Although the bacterium E. coli is chosen as the host in many bioprocesses, products derived from the central aerobic metabolic pathway often compete with the acetate-producing pathways poxB and ackA-pta for glucose as the substrate. As such, a significant portion of the glucose may be excreted as acetate, wasting substrate that could have otherwise been used for the desired product. The production of the ester isoamyl acetate from acetyl-CoA by ATF2, a yeast alcohol acetyl transferase, was used as a model system to demonstrate the beneficial effects of reducing acetate production. All strains tested for ester production also overexpressed panK, a native E. coli gene that previous studies have shown to increase free intracellular CoA levels when fed with pantothenic acid.
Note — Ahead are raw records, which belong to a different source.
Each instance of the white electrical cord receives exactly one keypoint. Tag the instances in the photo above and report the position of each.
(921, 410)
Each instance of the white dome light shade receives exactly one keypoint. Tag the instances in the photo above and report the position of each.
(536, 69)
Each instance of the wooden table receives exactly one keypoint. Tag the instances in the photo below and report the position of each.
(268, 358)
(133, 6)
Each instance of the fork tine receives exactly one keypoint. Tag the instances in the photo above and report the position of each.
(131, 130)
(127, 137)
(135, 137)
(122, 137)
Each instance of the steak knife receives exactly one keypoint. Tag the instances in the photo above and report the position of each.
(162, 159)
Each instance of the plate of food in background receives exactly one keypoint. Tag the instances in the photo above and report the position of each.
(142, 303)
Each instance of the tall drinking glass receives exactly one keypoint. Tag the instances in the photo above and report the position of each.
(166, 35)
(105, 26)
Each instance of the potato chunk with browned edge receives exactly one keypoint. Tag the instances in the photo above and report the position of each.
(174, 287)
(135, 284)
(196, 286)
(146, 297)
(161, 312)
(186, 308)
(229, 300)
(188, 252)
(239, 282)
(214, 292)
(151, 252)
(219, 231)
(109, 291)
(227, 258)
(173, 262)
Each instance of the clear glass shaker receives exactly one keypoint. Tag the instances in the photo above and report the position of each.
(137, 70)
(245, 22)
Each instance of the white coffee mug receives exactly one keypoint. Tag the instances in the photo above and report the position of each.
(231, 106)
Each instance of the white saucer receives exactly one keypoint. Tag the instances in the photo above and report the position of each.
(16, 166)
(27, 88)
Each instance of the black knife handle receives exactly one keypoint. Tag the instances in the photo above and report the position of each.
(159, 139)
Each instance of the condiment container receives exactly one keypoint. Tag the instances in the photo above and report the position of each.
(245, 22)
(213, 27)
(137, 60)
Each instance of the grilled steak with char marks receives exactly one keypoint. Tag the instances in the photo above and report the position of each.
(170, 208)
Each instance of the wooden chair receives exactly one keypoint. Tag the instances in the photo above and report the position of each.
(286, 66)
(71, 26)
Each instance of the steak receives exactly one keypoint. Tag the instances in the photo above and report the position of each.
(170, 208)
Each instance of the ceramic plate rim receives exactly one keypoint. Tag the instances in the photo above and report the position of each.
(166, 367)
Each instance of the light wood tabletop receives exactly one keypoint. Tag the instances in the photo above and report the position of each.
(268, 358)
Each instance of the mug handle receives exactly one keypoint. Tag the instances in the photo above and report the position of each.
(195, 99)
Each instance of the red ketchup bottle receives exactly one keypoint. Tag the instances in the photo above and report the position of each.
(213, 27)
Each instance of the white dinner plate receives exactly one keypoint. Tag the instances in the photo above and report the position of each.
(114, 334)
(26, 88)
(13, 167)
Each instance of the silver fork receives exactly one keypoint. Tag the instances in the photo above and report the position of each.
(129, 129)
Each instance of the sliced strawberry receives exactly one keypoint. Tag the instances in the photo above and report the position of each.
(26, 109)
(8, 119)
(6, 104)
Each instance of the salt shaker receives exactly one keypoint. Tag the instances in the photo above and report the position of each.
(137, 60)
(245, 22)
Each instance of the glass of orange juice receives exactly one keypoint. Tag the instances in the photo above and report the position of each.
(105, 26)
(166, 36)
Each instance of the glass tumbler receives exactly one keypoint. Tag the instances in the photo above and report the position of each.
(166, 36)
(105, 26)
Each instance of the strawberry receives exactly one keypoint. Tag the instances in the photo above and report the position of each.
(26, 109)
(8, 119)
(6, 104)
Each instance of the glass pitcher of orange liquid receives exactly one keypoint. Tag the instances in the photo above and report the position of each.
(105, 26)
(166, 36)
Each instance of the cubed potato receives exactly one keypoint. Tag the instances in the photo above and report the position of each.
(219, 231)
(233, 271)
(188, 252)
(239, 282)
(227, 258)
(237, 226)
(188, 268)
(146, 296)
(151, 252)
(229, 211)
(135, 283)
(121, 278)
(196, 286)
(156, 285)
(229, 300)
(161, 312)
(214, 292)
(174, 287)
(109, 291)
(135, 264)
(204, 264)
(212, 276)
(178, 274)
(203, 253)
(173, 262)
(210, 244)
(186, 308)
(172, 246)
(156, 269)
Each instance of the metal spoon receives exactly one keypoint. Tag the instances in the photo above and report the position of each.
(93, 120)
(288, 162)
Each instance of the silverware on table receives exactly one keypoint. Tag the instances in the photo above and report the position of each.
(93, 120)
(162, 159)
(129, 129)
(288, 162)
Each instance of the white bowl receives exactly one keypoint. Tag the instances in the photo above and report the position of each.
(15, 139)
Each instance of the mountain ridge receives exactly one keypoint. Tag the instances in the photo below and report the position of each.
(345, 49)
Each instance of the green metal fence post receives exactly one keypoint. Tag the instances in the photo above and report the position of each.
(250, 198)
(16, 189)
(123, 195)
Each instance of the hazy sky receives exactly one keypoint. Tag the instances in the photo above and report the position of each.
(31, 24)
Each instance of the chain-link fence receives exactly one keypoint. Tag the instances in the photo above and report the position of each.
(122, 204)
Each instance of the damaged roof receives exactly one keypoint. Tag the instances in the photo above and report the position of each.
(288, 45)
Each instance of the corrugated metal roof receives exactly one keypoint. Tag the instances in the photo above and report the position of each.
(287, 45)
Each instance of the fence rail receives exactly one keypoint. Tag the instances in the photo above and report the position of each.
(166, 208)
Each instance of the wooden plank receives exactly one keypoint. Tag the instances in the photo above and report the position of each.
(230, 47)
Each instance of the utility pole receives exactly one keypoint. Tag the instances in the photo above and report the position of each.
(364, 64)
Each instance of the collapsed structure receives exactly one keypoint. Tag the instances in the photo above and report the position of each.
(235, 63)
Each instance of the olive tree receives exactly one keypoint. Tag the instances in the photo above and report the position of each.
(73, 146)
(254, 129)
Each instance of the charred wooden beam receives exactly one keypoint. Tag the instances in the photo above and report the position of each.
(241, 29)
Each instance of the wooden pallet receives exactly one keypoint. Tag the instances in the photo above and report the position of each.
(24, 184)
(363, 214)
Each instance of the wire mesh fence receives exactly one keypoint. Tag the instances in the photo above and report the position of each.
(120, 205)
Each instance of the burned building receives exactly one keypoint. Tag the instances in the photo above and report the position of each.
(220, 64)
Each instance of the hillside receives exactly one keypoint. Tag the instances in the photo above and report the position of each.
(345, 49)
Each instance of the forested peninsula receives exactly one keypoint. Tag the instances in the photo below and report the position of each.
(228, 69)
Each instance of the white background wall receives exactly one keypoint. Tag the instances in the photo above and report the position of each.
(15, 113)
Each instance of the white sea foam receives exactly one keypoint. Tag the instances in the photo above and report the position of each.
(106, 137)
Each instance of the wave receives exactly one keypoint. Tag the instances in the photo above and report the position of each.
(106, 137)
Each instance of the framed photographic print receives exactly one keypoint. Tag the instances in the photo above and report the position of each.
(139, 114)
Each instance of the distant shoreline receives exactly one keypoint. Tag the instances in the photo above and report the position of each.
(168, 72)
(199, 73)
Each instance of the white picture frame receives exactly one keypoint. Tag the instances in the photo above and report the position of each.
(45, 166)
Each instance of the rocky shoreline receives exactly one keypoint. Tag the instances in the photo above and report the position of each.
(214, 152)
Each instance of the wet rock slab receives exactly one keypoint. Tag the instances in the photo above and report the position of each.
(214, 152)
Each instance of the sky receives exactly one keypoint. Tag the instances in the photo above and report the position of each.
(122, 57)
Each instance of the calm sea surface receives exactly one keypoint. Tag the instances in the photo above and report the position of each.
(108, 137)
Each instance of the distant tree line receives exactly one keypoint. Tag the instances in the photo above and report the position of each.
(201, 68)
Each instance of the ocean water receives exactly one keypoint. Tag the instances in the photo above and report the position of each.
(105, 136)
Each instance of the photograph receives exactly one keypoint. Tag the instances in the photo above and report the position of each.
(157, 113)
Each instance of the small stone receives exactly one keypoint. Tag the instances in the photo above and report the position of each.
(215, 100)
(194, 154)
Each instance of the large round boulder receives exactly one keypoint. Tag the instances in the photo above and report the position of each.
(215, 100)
A recombinant E. coli strain with a deletion in ackA-pta produces less acetate and more isoamyl acetate than the wild-type E. coli strain. When both acetate-producing pathways were deleted, the acetate production was greatly reduced. However, pyruvate began to accumulate, so that the overall ester production remained largely unchanged. To produce more ester, a previously established strategy of increasing the flux from pyruvate to acetyl-CoA was adopted by overexpressing pyruvate dehydrogenase. The ester production was then 80% higher in the poxB, ackA-pta strain (0.18 mM) than that found in the single ackA-pta mutant (0.10 mM), which also overexpressed PDH.